Using Foreign Index Underlying, OJK Will Develop Effective Derivative Contracts

JAKARTA - The Financial Services Authority (OJK) stated that it together with PT Bursa Efek Indonesia (IDX) are developing a derivative contract for securities with underlying foreign index.

"Currently, OJK and the Exchange are developing a derivative effect contract with foreign underlying index," said OJK's Chief Executive of Capital Market Supervisory, Derivative Finance and Carbon Exchange Inarno Djajadi quoting Antara.

His party is also discussing the development of securities offerings recorded on foreign exchanges by securities actors and standardization of their business processes.

He said that the expansion of OJK's authority in regulating and supervising financial derivative contracts with securities subjects, including foreign stocks and foreign index, was a mandate from Law Number 4 of 2023 concerning the Development and Strengthening of the Financial Sector (UU P2SK).

Inarno said that currently the sale of shares from foreign exchanges in Indonesia is still being carried out based on the framework of the Commodity Futures Trading Supervisory Agency (CoFTRA) which is called the Distribution of Foreign Mandates (PALN).

"It is also a derivative contract.
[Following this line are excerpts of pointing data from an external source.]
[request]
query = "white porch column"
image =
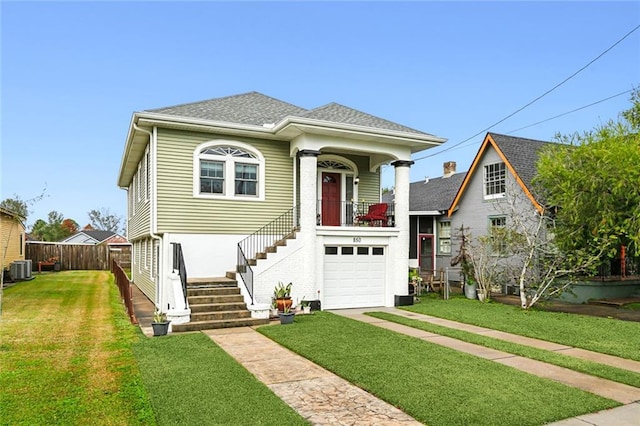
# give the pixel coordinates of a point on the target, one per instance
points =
(402, 226)
(308, 216)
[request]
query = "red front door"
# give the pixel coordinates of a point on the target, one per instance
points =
(426, 252)
(331, 199)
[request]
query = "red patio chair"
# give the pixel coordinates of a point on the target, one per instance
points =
(377, 214)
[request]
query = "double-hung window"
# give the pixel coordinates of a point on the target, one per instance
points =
(211, 177)
(497, 229)
(494, 180)
(226, 169)
(444, 237)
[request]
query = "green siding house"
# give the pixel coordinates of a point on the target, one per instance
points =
(254, 190)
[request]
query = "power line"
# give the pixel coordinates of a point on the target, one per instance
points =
(569, 112)
(459, 145)
(536, 99)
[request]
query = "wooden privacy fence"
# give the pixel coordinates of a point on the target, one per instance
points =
(79, 256)
(124, 286)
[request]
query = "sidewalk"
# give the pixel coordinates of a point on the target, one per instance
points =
(325, 399)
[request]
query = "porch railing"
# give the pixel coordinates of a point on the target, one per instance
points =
(246, 273)
(179, 266)
(352, 213)
(256, 245)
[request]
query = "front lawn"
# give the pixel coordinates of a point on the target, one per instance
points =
(65, 354)
(192, 381)
(68, 355)
(434, 384)
(604, 335)
(556, 358)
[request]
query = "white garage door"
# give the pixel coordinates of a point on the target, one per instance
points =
(354, 276)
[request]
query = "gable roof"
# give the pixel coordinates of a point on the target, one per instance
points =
(435, 194)
(518, 154)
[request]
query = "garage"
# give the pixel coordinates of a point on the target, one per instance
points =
(354, 276)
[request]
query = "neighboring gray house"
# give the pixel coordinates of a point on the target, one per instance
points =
(429, 226)
(502, 164)
(229, 182)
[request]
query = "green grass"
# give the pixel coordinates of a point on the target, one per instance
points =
(65, 352)
(192, 381)
(576, 364)
(434, 384)
(632, 306)
(604, 335)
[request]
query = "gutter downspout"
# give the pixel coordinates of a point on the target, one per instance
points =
(152, 198)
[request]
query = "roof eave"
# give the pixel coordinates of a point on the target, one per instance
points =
(291, 126)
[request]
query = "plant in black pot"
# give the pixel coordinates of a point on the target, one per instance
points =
(160, 324)
(282, 295)
(286, 316)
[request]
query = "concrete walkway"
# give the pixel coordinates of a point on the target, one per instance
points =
(323, 398)
(628, 414)
(318, 395)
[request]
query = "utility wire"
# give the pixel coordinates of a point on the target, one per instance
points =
(536, 99)
(572, 111)
(458, 146)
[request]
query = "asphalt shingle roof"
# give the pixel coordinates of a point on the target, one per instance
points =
(341, 114)
(436, 194)
(254, 108)
(521, 153)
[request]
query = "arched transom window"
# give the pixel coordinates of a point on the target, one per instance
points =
(227, 170)
(332, 164)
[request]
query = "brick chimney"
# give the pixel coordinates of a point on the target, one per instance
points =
(449, 168)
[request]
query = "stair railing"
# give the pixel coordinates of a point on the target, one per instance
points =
(267, 236)
(246, 273)
(179, 266)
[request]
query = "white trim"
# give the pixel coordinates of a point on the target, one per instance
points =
(147, 173)
(229, 171)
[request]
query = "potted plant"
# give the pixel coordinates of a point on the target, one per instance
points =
(160, 324)
(274, 307)
(286, 316)
(282, 294)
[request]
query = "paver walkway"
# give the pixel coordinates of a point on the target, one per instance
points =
(323, 398)
(318, 395)
(613, 390)
(626, 415)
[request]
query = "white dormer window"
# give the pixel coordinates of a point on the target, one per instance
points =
(228, 169)
(494, 180)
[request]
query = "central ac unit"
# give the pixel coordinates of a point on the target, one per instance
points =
(17, 269)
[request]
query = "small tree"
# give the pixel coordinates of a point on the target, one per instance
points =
(536, 264)
(104, 220)
(594, 178)
(17, 206)
(484, 263)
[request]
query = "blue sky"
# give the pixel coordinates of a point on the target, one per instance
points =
(72, 74)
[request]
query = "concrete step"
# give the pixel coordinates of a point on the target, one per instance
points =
(208, 299)
(217, 307)
(219, 315)
(211, 282)
(214, 324)
(212, 291)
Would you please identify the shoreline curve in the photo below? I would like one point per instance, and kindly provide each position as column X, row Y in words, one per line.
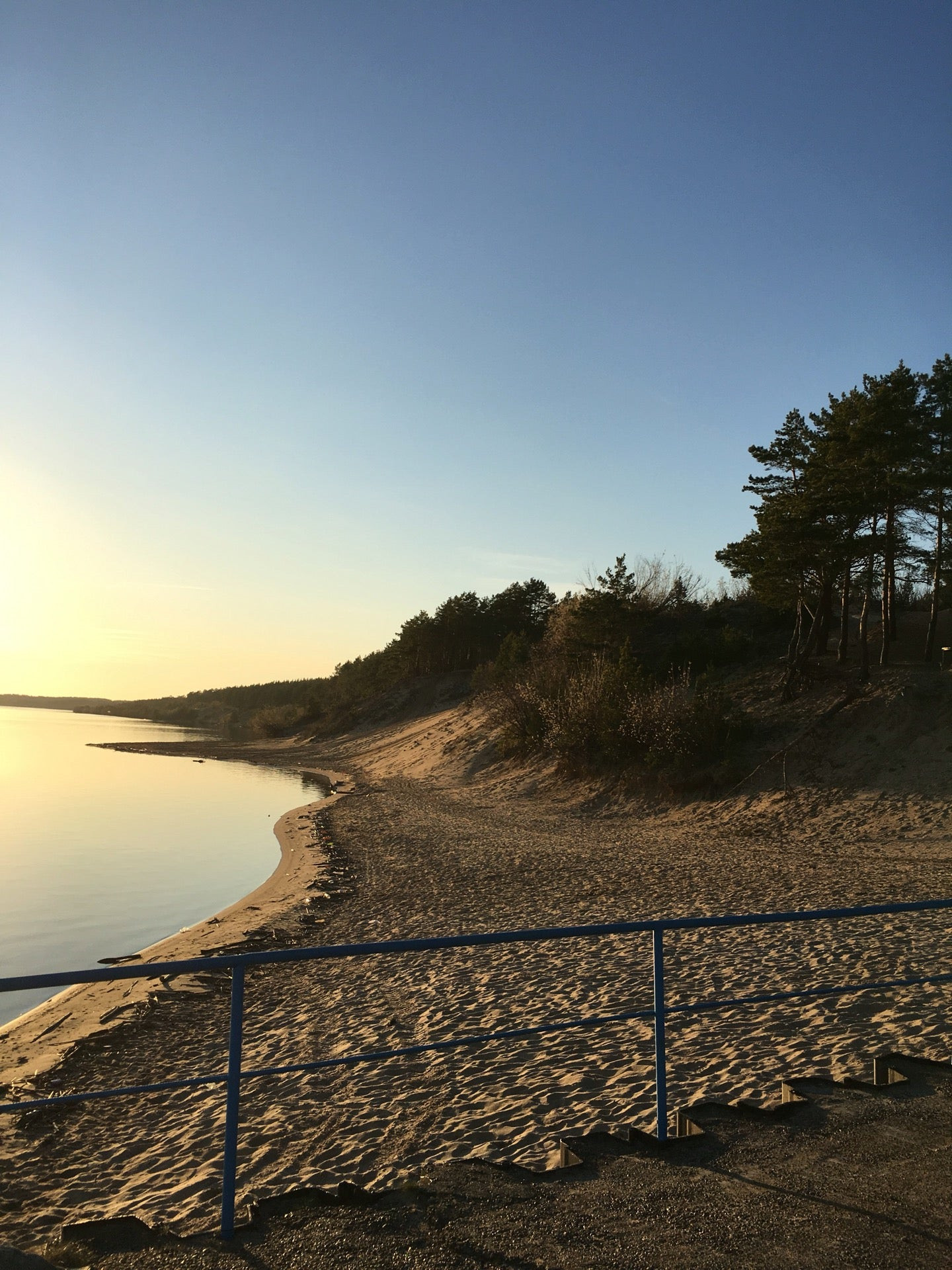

The perpetrators are intermediaries / futures traders who have received a business license from CoFTRA and have received approval as a PALN broker," he said.

In addition to developing derivative contracts with underlying foreign indexes, he said that OJK and IDX are studying and discussing draft recording regulations and structured waran trading.

Currently, the IDX30 has submitted a study on the expansion of the underlying warning structured which was originally only IDX30 to IDX80.

"OJK together with the IDX are still reviewing to evaluate the implementation of structured warrants and strengthen governance, business processes and conduct of securities actors," added Inarno.